Even though I knew I probably hadn’t captured Madame Leyssieux’s cell phone number correctly, I went with hopeful bravado as my next course of action. I took my best guess at the number, made a call, clearly got the wrong number, and hung up quickly.
But as it turned out, I had called the one monsieur in the south of France who was so irate at being misdialed that he called me back and proceeded to huff and Frenchly puff his outrage. Sheesh.
Not wanting to invite the potential wrath of another French person, I had to come up with a new strategy. Either that or be stuck in my apartment forever.
The strategy I went with? Call for help. Not the screaming out the window kind. Though what a delightful "ridiculous American in the south of France" scene that would have made.
No, my call for help was a call to a friend in America who spoke both fluent French and English. Four international calls later, Madame was on her way back to my apartment with the missing keys.
This whole not getting to pick, to control, our particular ray can be a bit unnerving. Sure, when the ray aligns with what we are hoping for we get to celebrate. Wahooo!
But when things don’t go our way (be they in charming or devastating ways) we have to choose. Are we going to get stuck in Why Me? mode, or our we going to say, “Okay, ray, thanks for the challenge. Let me show you what I’ve got!”
It won’t always be easy. And, of course, it’s important to allow the full range of our feelings to flow when the challenging ray bits hit. Even, no especially, the gnarly woe-is-me ones. But after that, when we choose to respond with courage and a dollop of chutzpah to the tough bits, that is when we will experience growth and transformation.
Which means, paradoxically, our lack of control over the ray invites us to up our control competence. Take me as a case in point. Despite all those unchecked publishing deal boxes, I’m still here writing. Getting better skills. Developing stronger story chops. Cultivating serious staying power.

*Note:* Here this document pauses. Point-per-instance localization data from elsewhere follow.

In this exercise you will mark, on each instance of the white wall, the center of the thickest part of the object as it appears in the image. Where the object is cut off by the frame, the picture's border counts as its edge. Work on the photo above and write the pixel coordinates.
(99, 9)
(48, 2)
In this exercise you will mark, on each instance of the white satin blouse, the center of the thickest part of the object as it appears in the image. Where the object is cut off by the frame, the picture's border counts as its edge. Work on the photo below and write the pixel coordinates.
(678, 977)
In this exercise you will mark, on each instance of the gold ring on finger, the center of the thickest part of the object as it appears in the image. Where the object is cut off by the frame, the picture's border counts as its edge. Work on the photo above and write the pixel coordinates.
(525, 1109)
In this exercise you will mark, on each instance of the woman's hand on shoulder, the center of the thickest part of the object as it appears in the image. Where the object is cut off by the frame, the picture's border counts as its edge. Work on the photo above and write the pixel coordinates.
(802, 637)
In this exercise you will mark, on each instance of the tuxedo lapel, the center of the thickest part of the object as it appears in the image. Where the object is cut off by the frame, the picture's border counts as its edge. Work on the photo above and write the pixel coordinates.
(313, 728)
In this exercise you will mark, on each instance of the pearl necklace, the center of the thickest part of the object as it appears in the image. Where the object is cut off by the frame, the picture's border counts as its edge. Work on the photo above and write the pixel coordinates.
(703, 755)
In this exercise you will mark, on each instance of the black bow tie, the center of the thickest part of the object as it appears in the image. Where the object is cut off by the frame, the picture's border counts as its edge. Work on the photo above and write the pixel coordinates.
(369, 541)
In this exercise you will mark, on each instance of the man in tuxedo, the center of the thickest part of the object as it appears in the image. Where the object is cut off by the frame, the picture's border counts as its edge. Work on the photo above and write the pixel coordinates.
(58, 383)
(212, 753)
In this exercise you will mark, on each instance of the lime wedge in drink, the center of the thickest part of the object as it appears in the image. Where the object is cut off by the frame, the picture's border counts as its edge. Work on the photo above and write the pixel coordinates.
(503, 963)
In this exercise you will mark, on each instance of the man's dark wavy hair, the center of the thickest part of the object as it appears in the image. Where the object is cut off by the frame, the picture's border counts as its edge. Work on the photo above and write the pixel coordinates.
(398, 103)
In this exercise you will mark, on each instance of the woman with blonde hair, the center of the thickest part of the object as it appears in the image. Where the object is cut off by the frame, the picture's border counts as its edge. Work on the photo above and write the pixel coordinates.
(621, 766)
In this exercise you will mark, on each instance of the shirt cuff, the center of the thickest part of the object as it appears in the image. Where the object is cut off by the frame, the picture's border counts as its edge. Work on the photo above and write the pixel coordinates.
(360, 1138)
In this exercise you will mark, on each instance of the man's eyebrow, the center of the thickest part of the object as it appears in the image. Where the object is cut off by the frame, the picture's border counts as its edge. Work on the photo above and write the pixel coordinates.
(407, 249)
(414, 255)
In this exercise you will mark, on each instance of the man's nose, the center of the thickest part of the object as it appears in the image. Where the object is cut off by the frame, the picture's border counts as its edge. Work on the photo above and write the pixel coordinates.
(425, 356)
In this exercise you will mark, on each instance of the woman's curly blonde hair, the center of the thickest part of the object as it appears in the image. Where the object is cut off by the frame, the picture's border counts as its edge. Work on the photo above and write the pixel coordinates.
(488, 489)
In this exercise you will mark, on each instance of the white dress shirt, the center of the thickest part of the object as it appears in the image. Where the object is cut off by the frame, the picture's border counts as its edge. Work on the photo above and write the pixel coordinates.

And, if you are here reading this, I know you are doing the same, regardless of what your ray has been up to. Good on you!
In the end, the ray—and our lack of control over it—is what makes the adventure an adventure. The particulars of our ray give oomph and possibility to our testaments. I mean, come on, would I have remembered that specific day in Provence had Madame Leyssieux not absconded with my keys? Absolutely not.
And with no story remembered, I would have had no tale to testify to you today. No way to weave together these thoughts of the eye and the ray. So let this be my particular testament to you today:
There is magic to be found in your ray. Go make that magic.